Elijah Harper was born in Red Sucker Lake, a reserve in northern Manitoba. He attended residential schools in Norway House, Brandon and Birtle, Manitoba, then secondary school at Garden Hill and Winnipeg. He studied at the University of Manitoba in 1971 and 1972, and later worked as a community development worker, a supervisor for the Manitoba Indian Brotherhood, and a program analyst for the Manitoba Department of Northern Affairs.
In 1978, he was elected as the Chief for Red Sucker Lake Band (now Red Sucker Lake First Nation), a position he held for four years.

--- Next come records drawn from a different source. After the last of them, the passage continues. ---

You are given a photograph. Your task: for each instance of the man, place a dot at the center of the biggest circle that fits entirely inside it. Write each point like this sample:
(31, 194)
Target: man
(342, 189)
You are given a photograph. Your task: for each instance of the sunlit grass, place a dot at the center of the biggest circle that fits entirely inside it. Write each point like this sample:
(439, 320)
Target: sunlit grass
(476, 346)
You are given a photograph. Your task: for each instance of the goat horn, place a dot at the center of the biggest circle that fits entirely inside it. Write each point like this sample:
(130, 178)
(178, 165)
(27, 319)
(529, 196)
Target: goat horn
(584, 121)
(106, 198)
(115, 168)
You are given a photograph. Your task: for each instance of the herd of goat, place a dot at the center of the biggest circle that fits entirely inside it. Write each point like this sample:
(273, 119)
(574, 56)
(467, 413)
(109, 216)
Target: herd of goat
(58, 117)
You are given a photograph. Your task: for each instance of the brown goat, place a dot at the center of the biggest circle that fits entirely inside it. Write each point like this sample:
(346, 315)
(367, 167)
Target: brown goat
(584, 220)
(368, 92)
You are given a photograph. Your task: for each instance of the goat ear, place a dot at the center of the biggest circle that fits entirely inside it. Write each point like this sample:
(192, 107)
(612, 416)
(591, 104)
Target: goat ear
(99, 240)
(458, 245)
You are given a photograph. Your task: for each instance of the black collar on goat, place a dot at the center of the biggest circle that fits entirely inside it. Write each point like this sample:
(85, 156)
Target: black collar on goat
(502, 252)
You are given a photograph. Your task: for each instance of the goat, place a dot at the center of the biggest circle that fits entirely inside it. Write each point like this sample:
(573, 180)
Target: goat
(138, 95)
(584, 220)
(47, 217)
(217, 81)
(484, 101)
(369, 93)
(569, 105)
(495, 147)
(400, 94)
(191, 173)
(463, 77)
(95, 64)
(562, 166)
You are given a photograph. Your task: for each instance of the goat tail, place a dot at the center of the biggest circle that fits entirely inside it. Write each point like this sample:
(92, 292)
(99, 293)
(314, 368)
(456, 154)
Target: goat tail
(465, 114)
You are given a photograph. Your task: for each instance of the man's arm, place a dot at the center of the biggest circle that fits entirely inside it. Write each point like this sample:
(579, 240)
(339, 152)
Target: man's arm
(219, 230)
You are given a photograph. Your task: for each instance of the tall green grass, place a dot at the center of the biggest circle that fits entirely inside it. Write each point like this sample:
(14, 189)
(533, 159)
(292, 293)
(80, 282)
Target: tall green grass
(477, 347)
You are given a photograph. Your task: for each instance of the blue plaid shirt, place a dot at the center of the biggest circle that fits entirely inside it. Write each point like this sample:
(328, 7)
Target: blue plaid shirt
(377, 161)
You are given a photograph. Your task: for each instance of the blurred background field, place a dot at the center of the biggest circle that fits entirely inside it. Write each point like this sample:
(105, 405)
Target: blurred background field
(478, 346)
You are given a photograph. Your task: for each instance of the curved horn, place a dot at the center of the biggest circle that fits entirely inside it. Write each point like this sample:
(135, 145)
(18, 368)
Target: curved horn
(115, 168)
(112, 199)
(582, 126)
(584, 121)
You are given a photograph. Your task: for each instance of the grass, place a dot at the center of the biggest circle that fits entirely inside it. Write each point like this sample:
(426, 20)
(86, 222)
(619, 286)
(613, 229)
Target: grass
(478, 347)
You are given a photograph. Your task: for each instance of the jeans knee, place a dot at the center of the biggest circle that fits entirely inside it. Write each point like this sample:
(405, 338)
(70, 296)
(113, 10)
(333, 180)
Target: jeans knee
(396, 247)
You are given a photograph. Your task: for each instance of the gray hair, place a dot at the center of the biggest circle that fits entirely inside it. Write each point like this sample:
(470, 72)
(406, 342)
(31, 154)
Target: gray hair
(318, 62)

In 1981, Harper contested and won the sprawling northern Manitoba riding of Rupertsland for the New Democratic Party to become the first Treaty Indian to be elected as a provincial politician. On April 17, 1986, he was appointed to cabinet as a Minister without Portfolio, responsible for Native Affairs. On February 4, 1987, he was named Minister of Northern Affairs and Minister in charge of the Communities Economic Fund Act. He was dropped from the Cabinet on September 9, 1987, after being involved in a car accident while driving under the influence of alcohol. No one was injured in the incident. Harper subsequently pleaded guilty to refusing a breathalyzer test, leaving the scene of an accident and driving while impaired. He was fined $450, and his driver's licence was suspended for a year. Harper acknowledged his mistake, and entered an alcohol-rehabilitation program. He stopped drinking for good, and voluntarily stopped driving for five years. He was reappointed as Minister of Northern Affairs and Minister responsible for Native Affairs, on November 23, 1987, and served until the defeat of Howard Pawley's government in 1988.